Reputation: 169
I have dataset like this:
data = {'id': ['1','2'],
'seq': ['1, 2, 001','2, 5, 4, 5, 8, 009']}
new_df = pd.DataFrame(data)
Output:
id seq
0 1 1, 2, 001
1 2 2, 5, 4, 5, 8, 009
I want to get:
new_data = {'id': ['1', '1','2','2','2','2','2'],
'seq': ['1, 001','1, 2, 001','2, 009','2, 5, 009','2, 5, 4, 009','2, 5, 4, 5, 009','2, 5, 4, 5, 8, 009']}
new_df = pd.DataFrame(new_data)
Output:
id seq
0 1 1, 001
1 1 1, 2, 001
2 2 2, 009
3 2 2, 5, 009
4 2 2, 5, 4, 009
5 2 2, 5, 4, 5, 009
6 2 2, 5, 4, 5, 8, 009
I started from explode:
df.assign(seq=df.seq.str.split(',\s*')).explode('seq')
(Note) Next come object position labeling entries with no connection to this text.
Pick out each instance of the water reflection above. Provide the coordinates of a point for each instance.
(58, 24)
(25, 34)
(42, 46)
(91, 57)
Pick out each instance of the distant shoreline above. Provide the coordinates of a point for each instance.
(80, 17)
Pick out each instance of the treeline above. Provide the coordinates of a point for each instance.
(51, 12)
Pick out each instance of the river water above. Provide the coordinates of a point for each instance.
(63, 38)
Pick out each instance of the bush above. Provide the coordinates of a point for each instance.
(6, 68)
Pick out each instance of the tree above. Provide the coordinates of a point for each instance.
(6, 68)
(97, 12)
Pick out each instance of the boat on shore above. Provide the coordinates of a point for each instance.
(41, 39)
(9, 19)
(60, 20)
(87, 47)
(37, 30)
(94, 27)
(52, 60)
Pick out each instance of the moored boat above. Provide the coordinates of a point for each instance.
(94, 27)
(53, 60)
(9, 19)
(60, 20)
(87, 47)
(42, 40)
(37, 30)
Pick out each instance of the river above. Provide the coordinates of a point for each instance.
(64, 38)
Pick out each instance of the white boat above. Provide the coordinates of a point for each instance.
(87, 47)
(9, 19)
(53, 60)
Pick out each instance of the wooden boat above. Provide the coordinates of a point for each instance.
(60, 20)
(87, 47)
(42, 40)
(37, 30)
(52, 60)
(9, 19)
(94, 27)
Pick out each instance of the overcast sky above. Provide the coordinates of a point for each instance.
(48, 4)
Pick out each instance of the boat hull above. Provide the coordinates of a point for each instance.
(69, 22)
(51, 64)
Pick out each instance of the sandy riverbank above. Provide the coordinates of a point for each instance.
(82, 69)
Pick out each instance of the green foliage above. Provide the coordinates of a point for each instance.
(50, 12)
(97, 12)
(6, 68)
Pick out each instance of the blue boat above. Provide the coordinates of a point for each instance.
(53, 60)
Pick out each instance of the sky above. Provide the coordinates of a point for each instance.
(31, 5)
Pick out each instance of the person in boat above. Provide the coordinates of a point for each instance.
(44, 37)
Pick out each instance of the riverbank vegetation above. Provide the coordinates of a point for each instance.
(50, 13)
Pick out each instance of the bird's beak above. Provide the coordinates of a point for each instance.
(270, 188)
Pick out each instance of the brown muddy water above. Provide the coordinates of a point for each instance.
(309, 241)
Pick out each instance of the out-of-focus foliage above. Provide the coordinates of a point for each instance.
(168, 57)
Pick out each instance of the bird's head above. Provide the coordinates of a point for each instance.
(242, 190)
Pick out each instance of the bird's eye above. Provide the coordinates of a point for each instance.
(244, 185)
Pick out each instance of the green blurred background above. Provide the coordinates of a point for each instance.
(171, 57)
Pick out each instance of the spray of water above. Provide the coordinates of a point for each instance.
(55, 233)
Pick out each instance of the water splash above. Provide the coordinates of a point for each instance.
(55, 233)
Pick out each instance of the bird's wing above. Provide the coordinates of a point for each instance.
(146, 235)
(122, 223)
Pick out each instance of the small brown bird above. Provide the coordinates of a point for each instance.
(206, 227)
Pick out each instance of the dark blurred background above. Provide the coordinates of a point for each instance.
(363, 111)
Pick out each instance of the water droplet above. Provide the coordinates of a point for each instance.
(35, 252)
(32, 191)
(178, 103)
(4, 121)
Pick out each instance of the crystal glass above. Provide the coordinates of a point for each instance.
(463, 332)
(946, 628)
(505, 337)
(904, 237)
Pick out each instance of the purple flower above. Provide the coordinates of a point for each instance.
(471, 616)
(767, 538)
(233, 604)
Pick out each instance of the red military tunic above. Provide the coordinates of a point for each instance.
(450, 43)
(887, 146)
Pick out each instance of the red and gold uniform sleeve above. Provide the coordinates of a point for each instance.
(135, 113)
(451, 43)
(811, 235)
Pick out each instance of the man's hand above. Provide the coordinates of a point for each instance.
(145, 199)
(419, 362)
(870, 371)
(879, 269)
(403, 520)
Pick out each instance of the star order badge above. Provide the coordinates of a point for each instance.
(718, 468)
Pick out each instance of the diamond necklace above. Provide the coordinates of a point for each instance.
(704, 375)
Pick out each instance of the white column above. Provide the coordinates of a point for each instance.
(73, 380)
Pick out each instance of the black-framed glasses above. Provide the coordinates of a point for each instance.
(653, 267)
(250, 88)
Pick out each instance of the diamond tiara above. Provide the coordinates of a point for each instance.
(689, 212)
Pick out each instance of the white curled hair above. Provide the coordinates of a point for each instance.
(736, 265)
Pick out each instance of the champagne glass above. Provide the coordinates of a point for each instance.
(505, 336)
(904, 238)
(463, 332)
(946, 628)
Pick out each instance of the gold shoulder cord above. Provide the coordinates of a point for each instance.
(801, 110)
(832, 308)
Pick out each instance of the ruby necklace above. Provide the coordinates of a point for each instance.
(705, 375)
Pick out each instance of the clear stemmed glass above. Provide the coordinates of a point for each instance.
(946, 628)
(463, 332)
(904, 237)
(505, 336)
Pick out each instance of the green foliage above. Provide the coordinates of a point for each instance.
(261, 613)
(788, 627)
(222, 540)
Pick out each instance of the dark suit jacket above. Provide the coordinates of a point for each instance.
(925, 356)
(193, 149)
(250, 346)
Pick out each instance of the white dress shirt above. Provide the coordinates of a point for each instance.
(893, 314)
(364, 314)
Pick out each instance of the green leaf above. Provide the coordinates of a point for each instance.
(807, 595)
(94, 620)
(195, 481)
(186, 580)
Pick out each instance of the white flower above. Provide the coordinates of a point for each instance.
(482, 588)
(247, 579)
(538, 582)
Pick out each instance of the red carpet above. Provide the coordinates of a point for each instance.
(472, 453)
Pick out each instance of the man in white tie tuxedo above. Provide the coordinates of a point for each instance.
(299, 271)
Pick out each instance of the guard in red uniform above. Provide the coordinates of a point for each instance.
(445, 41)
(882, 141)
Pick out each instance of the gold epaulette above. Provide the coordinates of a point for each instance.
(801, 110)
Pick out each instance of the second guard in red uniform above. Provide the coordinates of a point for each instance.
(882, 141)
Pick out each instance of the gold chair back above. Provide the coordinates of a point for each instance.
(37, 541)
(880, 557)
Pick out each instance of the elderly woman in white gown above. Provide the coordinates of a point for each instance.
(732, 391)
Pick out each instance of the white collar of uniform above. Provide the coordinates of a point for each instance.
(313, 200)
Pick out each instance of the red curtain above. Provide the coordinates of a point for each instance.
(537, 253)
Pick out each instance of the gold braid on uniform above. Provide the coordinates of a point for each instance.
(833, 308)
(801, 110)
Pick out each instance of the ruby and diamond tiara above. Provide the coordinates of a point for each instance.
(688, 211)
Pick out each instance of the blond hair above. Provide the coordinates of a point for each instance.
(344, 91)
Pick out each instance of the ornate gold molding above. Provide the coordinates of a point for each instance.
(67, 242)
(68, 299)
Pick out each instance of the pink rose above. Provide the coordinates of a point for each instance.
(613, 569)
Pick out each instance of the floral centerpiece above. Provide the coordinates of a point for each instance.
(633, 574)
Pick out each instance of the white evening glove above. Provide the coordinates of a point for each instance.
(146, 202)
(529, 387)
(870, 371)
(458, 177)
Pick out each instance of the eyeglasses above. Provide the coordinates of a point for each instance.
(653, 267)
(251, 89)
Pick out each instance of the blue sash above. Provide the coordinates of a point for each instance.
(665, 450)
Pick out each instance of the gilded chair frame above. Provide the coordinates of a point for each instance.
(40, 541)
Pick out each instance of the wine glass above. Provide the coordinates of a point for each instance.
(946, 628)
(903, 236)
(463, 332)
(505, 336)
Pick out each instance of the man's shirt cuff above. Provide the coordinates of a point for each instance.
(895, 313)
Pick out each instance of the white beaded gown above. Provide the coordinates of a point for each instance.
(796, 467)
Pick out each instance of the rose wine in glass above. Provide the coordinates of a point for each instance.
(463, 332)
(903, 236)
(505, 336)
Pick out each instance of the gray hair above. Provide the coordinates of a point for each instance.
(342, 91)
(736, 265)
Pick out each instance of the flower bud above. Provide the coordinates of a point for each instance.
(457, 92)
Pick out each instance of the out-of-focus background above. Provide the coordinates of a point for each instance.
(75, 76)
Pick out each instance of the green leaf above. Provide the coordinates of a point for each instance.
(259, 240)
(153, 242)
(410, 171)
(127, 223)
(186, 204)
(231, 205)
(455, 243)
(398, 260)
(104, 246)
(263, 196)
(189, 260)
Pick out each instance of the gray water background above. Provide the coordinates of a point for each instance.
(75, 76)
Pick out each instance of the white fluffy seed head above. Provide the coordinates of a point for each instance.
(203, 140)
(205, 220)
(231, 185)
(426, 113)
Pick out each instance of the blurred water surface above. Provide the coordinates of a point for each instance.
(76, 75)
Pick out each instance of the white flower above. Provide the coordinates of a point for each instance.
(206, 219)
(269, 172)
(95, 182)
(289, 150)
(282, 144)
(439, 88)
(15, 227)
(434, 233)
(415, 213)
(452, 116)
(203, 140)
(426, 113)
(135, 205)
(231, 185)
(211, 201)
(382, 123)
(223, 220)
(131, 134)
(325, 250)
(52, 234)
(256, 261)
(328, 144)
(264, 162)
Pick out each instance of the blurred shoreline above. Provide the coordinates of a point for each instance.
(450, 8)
And now have no idea how continue. I will be glad to your comments
Upvotes: 3
Views: 71
Reputation: 862511
Use nested list comprehension with add last value and join
, then create new columns and explode
:
a=[[', '.join(x[:i]+[x[-1]]) for i,y in enumerate(x[:-1],1)] for x in df.seq.str.split(',\s*')]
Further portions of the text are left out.